In vivo protection of nigral dopamine neurons by lentiviral gene transfer of the novel GDNF-family member neublastin/artemin

• The glial cell line-derived neurotrophic factor (GDNF)-family of neurotrophic factors consisted until recently of three members, GDNF, neurturin, and persephin. We describe here the cloning of a new GDNF-family member, neublastin (NBN), identical to artemin (ART), recently published (Baloh et al., 1998).
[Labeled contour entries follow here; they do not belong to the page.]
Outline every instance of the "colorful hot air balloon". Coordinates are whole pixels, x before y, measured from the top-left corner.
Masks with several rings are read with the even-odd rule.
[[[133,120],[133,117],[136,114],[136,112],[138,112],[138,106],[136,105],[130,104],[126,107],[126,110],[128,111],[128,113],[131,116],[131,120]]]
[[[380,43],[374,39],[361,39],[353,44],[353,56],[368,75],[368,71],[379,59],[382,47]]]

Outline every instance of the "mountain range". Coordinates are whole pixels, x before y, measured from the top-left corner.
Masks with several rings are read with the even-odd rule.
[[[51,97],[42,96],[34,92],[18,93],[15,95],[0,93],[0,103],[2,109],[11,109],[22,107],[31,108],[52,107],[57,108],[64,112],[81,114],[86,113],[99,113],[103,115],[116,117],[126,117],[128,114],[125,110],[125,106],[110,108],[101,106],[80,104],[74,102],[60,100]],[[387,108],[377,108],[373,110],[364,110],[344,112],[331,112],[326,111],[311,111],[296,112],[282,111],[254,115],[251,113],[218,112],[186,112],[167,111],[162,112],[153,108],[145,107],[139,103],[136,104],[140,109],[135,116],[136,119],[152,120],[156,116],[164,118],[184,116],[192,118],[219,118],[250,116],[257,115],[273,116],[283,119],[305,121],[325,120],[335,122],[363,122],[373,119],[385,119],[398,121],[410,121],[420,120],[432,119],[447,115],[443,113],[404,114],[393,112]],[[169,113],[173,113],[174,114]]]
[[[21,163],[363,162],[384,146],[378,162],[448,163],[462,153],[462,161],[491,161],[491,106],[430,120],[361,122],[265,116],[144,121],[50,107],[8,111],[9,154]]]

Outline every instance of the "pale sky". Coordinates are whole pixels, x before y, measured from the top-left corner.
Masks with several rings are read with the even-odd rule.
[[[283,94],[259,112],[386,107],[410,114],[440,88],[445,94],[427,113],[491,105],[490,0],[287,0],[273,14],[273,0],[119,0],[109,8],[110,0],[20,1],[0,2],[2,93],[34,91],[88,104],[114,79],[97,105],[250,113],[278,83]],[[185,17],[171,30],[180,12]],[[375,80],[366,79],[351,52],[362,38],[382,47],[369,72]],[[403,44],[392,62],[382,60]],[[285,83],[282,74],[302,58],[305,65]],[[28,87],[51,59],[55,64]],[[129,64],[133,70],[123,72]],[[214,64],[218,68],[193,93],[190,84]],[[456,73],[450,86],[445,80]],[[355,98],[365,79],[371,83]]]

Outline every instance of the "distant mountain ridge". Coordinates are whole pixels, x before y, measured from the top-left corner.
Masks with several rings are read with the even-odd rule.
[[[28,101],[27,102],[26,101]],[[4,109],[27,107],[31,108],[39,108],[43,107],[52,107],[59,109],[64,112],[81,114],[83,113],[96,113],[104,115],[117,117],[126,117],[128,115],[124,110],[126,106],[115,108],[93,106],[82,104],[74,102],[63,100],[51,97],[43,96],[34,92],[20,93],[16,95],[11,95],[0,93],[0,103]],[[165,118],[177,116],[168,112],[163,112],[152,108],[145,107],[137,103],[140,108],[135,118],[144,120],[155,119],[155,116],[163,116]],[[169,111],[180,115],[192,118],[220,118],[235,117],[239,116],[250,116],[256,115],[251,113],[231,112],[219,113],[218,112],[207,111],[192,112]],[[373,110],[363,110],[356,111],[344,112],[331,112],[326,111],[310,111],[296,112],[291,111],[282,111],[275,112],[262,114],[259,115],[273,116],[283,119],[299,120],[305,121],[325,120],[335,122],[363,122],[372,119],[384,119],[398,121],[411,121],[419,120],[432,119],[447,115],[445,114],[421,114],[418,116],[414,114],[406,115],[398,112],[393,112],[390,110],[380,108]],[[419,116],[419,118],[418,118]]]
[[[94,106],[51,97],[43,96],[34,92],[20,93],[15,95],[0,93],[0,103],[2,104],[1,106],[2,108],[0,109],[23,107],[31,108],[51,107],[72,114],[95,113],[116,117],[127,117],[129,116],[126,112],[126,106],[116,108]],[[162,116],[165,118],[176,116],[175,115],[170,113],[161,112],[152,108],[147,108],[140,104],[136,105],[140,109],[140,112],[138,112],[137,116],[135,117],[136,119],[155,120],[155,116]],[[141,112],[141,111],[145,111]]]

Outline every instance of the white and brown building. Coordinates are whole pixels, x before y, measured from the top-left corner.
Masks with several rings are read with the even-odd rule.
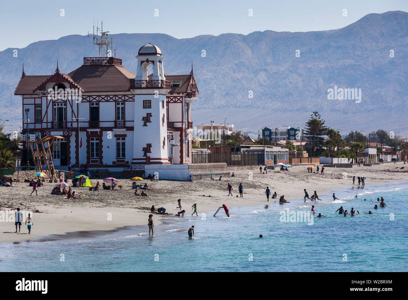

Addition of NBN/ART to cultures of fetal mesencephalic dopamine (DA) neurons increased the number of surviving tyrosine hydroxylase (TH)-immunoreactive neurons by approximately 70%, similar to the maximal effect obtained with GDNF. To investigate the neuroprotective effects in vivo, lentiviral vectors carrying the cDNA for NBN/ART or GDNF were injected into the striatum and ventral midbrain. Three weeks after an intrastriatal 6-hydroxydopamine lesion only about 20% of the nigral DA neurons were left in the control group, while 80-90% of the DA neurons remained in the NBN/ART and GDNF treatment groups, and the striatal TH-immunoreactive innervation was partly spared. We conclude that NBN/ART, similarly to GDNF, is a potent neuroprotective factor for the nigrostriatal DA neurons in vivo.

Ämnesord

MEDICIN OCH HÄLSOVETENSKAP  -- Medicinska och farmaceutiska grundvetenskaper -- Neurovetenskaper (hsv//swe)

MEDICAL AND HEALTH SCIENCES  -- Basic Medicine -- Neurosciences (hsv//eng)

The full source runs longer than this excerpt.